I'll admit it. I'm obsessed. And shameless. About aluminum cans.
The recycling center currently pays 55 cents a pound for aluminum. It takes approximately 32 cans to make pound. That means that each can is worth 1.71875 cents at the moment (aluminum prices have ranged over the last few years between 30 and 85 cents a pound). Today my three trash bags of cans brought me $7.70 .
The price board at the recycling center. |
value but you still do it!
And how often have you heard someone say, "If I had a penny for every _____, I'd be rich!"? So, cans are worth a penny and a HALF -- almost three-quarters! Which makes them even more valuable than pennies. And they are EVERYWHERE -- just laying there waiting to be picked up and recycled! And they give me MONEY for that! Where else can you just pick things up and get money for doing so that 's not stealing? So, if I had a penny and almost-three-quarters for every can I see laying on the street... Imagine the possibilities! That adds up!
Ok, so it's not THAT much money. My average trip to the recycling center with a couple of trash bags of cans nets about $5. But that's $5 I didn't have before. I certainly wouldn't refuse if someone wanted to GIVE me $5!
I once picked up 154 cans at one truck stop. At the time, aluminum was up to 80 cents a pound so that little walk around the truck stop paid $3.80. Most of the time I walk for free (and for my health). It's kind of nice to earn a little money in the process!
Lately I see cans everywhere I go! At nearly every street corner they get my attention as they shine in the sunlight. Almost every time I park in a parking lot I see one conveniently pre-flattened into a shiny silver square. When it's convenient and not too horrifying to my children, I pick them up and toss them in a bag I keep in my car.
When I drive on the highway I refrain from stopping to pick up cans. It's just not efficient. But I will admit there have been times that I watch them go by from the passenger seat and I pretend to reach out and snatch them up! Just to soothe my soul. And to drive Mark crazy!
I 've come to think of abandoned aluminum cans as mine. I've come to view them as gifts just for me. God may not have granted me the winning lottery ticket, but He gives me these little gifts everywhere I go. And they add up. And they remind me to count little blessings. I'm probably the only person I know that sees a can on the ground and thinks, "Oh! Wow! For ME? Thanks God!"
By leisurely recycling cans, over the course of the last year or so, I have made $80 for my FreeSourceFull house budget. In the beginning, I fretted about how I might be able to make a little bit of money for this project to pay for the things I can't find. I LOVE having this slow, steady, ongoing accumulation that is one of the sources that goes toward that end. Every single day a can or two or more go into my stash.
I heard on the news recently about a couple who paid for their $2800 honeymoon by recycling cans. Of course, they cheated -- they had the whole town involved and piled like a million donated cans and their front yard and, at the end of their month-long campaign, they had to have a front-end loader come and scoop up the cans into dump trucks. That's cheating BUT it shows the power of cans. BTW, if you want to donate your cans to my cause, feel free!
And I'll confess. I DO pull cans out of the trash at work. Doesn't hurt anything except maybe my pride. Or my reputation. Which I would hope would be "green" rather than "cheap and trashy"!

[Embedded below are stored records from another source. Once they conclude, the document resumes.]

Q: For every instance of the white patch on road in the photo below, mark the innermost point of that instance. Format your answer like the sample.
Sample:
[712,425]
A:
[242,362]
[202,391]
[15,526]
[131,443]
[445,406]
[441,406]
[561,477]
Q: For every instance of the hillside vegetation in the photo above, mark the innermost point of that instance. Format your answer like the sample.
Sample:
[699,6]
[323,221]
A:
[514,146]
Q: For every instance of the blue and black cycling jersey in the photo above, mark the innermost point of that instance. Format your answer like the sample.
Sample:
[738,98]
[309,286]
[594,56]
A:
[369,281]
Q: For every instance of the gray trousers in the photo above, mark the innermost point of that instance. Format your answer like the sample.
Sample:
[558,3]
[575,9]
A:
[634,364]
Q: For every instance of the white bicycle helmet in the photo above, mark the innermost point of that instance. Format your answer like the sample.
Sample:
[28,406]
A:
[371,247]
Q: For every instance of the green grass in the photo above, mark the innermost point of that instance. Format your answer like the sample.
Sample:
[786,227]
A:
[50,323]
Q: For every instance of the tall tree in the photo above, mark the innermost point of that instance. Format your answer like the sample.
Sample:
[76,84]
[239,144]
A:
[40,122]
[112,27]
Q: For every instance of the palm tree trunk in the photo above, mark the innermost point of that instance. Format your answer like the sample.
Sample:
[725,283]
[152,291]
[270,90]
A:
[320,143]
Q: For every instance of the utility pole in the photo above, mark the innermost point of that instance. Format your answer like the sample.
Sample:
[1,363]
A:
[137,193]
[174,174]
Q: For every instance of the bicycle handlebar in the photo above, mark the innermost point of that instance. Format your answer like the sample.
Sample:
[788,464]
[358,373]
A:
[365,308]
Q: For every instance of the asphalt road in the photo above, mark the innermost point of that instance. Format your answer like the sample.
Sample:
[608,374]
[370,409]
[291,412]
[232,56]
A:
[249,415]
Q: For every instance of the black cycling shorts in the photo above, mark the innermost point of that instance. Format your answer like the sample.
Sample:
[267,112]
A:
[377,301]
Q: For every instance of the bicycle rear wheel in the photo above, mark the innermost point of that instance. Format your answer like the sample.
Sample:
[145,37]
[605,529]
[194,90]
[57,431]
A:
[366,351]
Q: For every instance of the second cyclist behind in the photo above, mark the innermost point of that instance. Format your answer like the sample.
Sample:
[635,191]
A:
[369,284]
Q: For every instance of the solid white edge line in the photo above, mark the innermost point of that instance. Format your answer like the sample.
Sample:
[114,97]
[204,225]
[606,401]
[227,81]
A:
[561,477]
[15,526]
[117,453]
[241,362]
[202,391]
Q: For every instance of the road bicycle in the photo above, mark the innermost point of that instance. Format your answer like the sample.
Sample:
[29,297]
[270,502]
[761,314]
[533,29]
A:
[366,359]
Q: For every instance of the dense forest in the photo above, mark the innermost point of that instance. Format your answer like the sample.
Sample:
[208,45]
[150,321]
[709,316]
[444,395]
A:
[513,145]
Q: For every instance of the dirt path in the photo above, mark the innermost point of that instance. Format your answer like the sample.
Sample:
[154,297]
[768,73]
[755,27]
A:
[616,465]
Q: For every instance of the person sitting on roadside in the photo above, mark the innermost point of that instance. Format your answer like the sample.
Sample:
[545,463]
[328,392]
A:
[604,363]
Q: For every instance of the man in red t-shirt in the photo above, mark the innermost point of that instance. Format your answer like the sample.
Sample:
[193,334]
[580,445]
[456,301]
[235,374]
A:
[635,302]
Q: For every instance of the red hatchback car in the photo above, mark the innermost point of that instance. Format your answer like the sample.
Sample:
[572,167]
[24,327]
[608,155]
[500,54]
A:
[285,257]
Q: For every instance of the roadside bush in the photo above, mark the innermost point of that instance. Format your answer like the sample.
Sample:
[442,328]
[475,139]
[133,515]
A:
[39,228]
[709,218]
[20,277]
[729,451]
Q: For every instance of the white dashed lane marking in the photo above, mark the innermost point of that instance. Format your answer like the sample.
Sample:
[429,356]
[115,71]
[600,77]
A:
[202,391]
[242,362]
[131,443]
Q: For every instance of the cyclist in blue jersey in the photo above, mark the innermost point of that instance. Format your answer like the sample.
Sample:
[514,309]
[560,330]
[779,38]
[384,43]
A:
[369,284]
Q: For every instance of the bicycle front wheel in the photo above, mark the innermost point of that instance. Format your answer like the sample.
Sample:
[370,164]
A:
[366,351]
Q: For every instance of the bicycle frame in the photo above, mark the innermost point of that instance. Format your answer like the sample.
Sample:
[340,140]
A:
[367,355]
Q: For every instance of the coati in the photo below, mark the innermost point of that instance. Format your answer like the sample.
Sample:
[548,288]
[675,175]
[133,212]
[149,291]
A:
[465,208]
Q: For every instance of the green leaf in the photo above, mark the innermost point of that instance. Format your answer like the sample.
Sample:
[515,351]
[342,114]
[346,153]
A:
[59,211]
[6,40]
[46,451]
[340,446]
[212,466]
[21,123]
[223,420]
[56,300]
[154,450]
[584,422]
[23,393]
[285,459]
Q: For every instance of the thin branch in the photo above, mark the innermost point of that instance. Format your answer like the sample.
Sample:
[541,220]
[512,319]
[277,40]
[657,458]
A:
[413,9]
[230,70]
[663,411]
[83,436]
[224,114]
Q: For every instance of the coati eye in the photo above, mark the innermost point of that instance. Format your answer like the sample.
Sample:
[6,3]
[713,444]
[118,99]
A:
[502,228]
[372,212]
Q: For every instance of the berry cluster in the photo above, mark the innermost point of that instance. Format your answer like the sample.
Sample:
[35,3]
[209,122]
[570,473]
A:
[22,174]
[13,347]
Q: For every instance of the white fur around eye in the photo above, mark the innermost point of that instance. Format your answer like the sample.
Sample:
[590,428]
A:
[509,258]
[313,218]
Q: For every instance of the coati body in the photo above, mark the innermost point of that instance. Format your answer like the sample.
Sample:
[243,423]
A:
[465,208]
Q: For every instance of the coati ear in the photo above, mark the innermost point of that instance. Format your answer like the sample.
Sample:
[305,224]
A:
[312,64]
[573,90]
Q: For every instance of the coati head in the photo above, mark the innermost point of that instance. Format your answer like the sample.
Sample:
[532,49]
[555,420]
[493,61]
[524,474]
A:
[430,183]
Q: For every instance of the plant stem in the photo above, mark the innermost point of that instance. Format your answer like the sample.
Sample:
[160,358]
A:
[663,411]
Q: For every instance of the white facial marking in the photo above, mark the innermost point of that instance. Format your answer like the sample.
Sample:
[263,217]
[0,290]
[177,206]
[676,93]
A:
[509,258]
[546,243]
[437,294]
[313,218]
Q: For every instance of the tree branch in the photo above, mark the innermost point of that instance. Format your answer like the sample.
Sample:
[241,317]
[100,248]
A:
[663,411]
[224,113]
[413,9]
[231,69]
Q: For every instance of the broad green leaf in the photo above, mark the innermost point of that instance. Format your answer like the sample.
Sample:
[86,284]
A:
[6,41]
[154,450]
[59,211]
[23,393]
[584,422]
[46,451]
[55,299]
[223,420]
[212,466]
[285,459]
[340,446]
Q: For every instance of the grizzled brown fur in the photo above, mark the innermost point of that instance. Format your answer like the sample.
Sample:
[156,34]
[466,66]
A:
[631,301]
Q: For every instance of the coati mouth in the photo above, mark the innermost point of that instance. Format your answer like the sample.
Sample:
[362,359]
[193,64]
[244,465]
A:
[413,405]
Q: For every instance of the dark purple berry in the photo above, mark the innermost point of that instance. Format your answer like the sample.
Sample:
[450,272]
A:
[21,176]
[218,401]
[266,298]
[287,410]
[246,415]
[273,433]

My can stash in the garage is my little next egg (ok, VERY little, like hummingbird eggs... or pennies!). But I get comfort knowing it's there. There have been times when I was completely broke and overdrawn and had already emptied the coin jars so I cashed in the cans and put the resulting $5 or so toward food or gasoline. So I know that having cans in the garage means that I will, in an emergency, have enough gas to pick the girls up from school or buy milk and eggs or whatever little thing will get us through a pinch.
Now, there ARE a few hazards to picking up cans. One could get hit by a car. One could encounter a snake while tromping through tall grass to retrieve a shiny cylindrical prize. Sometimes cans still have liquid in them which is gross (I was going to say "usually quite gross" but it's basically always gross). And I suppose there is a slight risk of cutting oneself on a jagged edge of a torn can. However, unlike my daughter fears, you cannot get AIDS from aluminum cans. Just for the record.
A carload of cans! |
But there is one more hazard to gathering cans. Many cans discarded on the side of the road are beer cans. And they are discarded on the side of the road because of open container laws. "Finish that beer and throw the evidence out the car window before you get pulled over and charged with open container and before any suspicion about your blood alcohol content arises!" is the drinker-and-driver's mentality! So the beer cans are on the side of the road. And, when I pick them up, I have all these open containers in MY vehicle! I am greatly amused by this because I am a freak of nature and I have never been drunk. And it would be particularly amusing to be charged with open container for recycling. Frankly, I would welcome the opportunity to go round and round with a law enforcement officer about how my environmentally-responsible recycling differs drastically from being under the influence. Just let them try to lock me up! I am so incredibly, perpetually innocent! Hmmm... maybe I shouldn't have had that poppy seed bagel for lunch either!